Centenario della dichiarazione del Santuario a "Diritto Pontificio"

    "Il Papa vuole che i Passionisti stiano indisturbati a Nettuno". Il pugno sul tavolo riecheggiò sordo fin sulle alte volte dello studio papale. Papa Sarto si stava intristendo per quella brutta storia che vedeva da una parte i Passionisti e dall'altra il Capitolo della Colleggiata di Nettuno. Una bega di paese che, data la vicinanza con Roma, aveva guadagnato una certa risonanza anche nei Sacri Palazzi. Invidie, gelosie, un modo viscerale di vivere la fede e la devozione alla Madonna, trame di sacrestia che avevano coinvolto le persone più semplici ed influenzabili.
    Un campionario di stucchevole banalità rivestita di perbenismo, che faceva dimenticare quell'essenziale così caro al cuore di Pio X. Il Pontefice veneziano aveva stima dei Passionisti e sapeva che quel Santuario in riva al mare poteva fare un salto di qualità soltanto con la loro presenza. Inoltre il Papa, venuto a conoscenza del quasi abbandono umano e spirituale in cui si trovavano gli abitanti delle Paludi Pontine, era convinto che i Passionisti avrebbero potuto affrontare seriamente il problema della evangelizzazione di quelle terre.
    Era necessario muoversi perché il Capitolo della Colleggiata di Nettuno aveva portato la vertenza sul tavolo della Congregazione Vaticana per i Religiosi. L'autorevole pronunciamento papale arrivò come un fulmine a ciel sereno proprio alla vigilia delle sentenza dell'organismo vaticano, certamente negativo per i Passionisti non tanto per le ragioni inconsistenti presentate dal Capitolo della Colleggiata, quanto per il peso politico esercitato dal Cardinal Agliardi vescovo di Albano, che ovviamente prese le difese del clero locale.

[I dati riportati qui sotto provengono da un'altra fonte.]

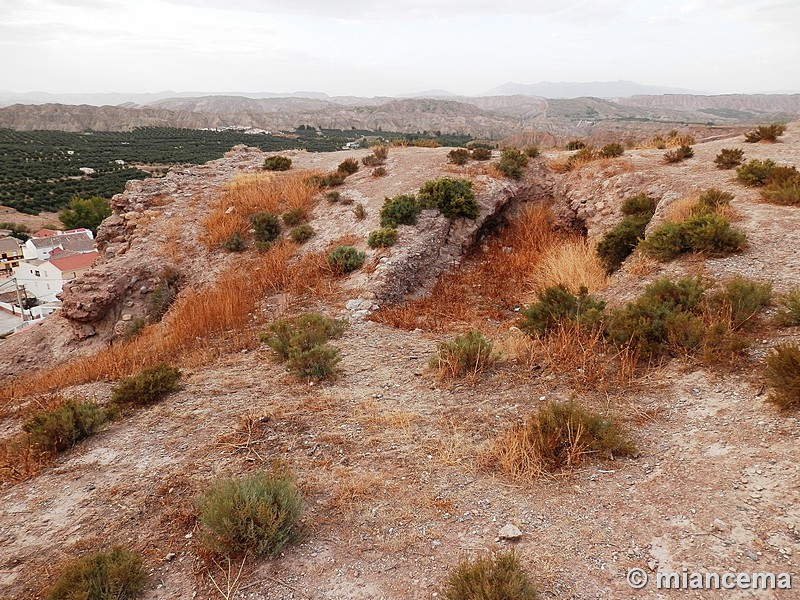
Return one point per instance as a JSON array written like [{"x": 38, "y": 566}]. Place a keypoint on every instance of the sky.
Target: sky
[{"x": 392, "y": 47}]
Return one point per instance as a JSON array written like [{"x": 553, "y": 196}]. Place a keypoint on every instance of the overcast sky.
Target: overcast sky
[{"x": 390, "y": 47}]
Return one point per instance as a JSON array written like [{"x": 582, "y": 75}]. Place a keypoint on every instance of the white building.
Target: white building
[
  {"x": 45, "y": 278},
  {"x": 44, "y": 243}
]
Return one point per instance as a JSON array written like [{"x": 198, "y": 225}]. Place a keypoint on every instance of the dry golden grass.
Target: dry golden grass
[
  {"x": 572, "y": 262},
  {"x": 251, "y": 193},
  {"x": 488, "y": 285}
]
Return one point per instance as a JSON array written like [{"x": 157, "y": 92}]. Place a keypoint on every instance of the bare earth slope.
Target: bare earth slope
[{"x": 386, "y": 455}]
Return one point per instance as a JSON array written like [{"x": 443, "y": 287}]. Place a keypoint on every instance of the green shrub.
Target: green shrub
[
  {"x": 235, "y": 243},
  {"x": 755, "y": 172},
  {"x": 348, "y": 165},
  {"x": 467, "y": 354},
  {"x": 481, "y": 154},
  {"x": 765, "y": 133},
  {"x": 512, "y": 163},
  {"x": 557, "y": 304},
  {"x": 287, "y": 337},
  {"x": 117, "y": 574},
  {"x": 678, "y": 154},
  {"x": 729, "y": 158},
  {"x": 459, "y": 156},
  {"x": 382, "y": 238},
  {"x": 266, "y": 227},
  {"x": 256, "y": 514},
  {"x": 345, "y": 259},
  {"x": 620, "y": 242},
  {"x": 783, "y": 376},
  {"x": 294, "y": 217},
  {"x": 149, "y": 386},
  {"x": 453, "y": 197},
  {"x": 612, "y": 151},
  {"x": 377, "y": 158},
  {"x": 277, "y": 163},
  {"x": 740, "y": 300},
  {"x": 302, "y": 233},
  {"x": 400, "y": 210},
  {"x": 705, "y": 233},
  {"x": 58, "y": 429},
  {"x": 665, "y": 315},
  {"x": 789, "y": 314},
  {"x": 498, "y": 577}
]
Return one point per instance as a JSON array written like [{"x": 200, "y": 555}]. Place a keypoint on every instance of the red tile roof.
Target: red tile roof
[{"x": 75, "y": 261}]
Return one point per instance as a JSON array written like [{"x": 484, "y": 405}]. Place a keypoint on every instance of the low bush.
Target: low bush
[
  {"x": 117, "y": 574},
  {"x": 400, "y": 210},
  {"x": 453, "y": 197},
  {"x": 783, "y": 376},
  {"x": 235, "y": 243},
  {"x": 467, "y": 354},
  {"x": 58, "y": 429},
  {"x": 557, "y": 437},
  {"x": 678, "y": 154},
  {"x": 611, "y": 151},
  {"x": 756, "y": 172},
  {"x": 740, "y": 300},
  {"x": 302, "y": 343},
  {"x": 557, "y": 304},
  {"x": 377, "y": 158},
  {"x": 345, "y": 259},
  {"x": 728, "y": 158},
  {"x": 359, "y": 212},
  {"x": 620, "y": 242},
  {"x": 256, "y": 514},
  {"x": 512, "y": 163},
  {"x": 498, "y": 577},
  {"x": 277, "y": 163},
  {"x": 705, "y": 233},
  {"x": 349, "y": 166},
  {"x": 481, "y": 154},
  {"x": 302, "y": 233},
  {"x": 784, "y": 193},
  {"x": 148, "y": 386},
  {"x": 789, "y": 313},
  {"x": 765, "y": 133},
  {"x": 665, "y": 316},
  {"x": 266, "y": 227},
  {"x": 459, "y": 156},
  {"x": 294, "y": 217},
  {"x": 382, "y": 238},
  {"x": 531, "y": 151}
]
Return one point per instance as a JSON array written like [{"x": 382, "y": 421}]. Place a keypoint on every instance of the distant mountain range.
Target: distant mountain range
[{"x": 491, "y": 116}]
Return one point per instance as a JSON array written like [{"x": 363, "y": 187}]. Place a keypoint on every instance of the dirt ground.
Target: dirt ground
[{"x": 386, "y": 455}]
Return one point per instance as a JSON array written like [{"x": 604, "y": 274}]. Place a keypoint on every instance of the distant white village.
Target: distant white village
[{"x": 33, "y": 273}]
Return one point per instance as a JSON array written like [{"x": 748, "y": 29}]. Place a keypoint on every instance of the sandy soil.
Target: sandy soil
[{"x": 386, "y": 457}]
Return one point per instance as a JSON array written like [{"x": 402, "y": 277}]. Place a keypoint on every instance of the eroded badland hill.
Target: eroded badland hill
[{"x": 394, "y": 461}]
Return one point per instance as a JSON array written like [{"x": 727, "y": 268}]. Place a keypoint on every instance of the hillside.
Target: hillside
[{"x": 394, "y": 459}]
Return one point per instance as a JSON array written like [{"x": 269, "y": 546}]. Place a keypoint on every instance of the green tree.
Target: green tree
[{"x": 88, "y": 213}]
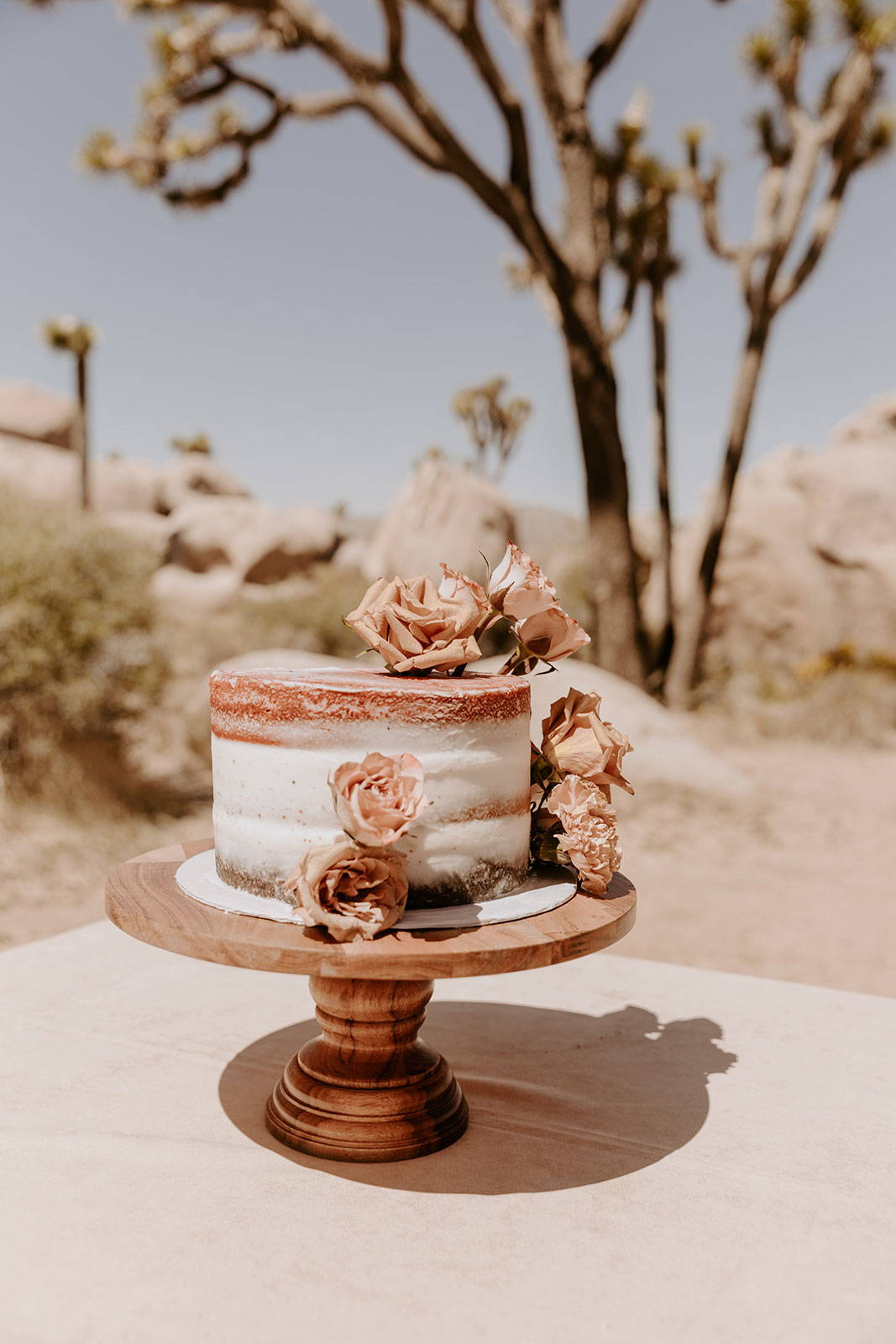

Il "Breve" di Pio X portava la date del 14 gennaio 1911: dichiarava il Santuario di Nettuno di "diritto ponitificio" immediatamente soggetto alla Sede apostolica e lo affidava ai Passionisti insieme alla cura d'anime di alcune parrocchie dell'Agro Romano.
    Immaginabile il clamore provocato dal "breve papale": polemiche, risentimenti ed in alcuni casi aperta contestazione da parte del clero nettunese. Una pagina da cancellare nella storia della chiesa locale.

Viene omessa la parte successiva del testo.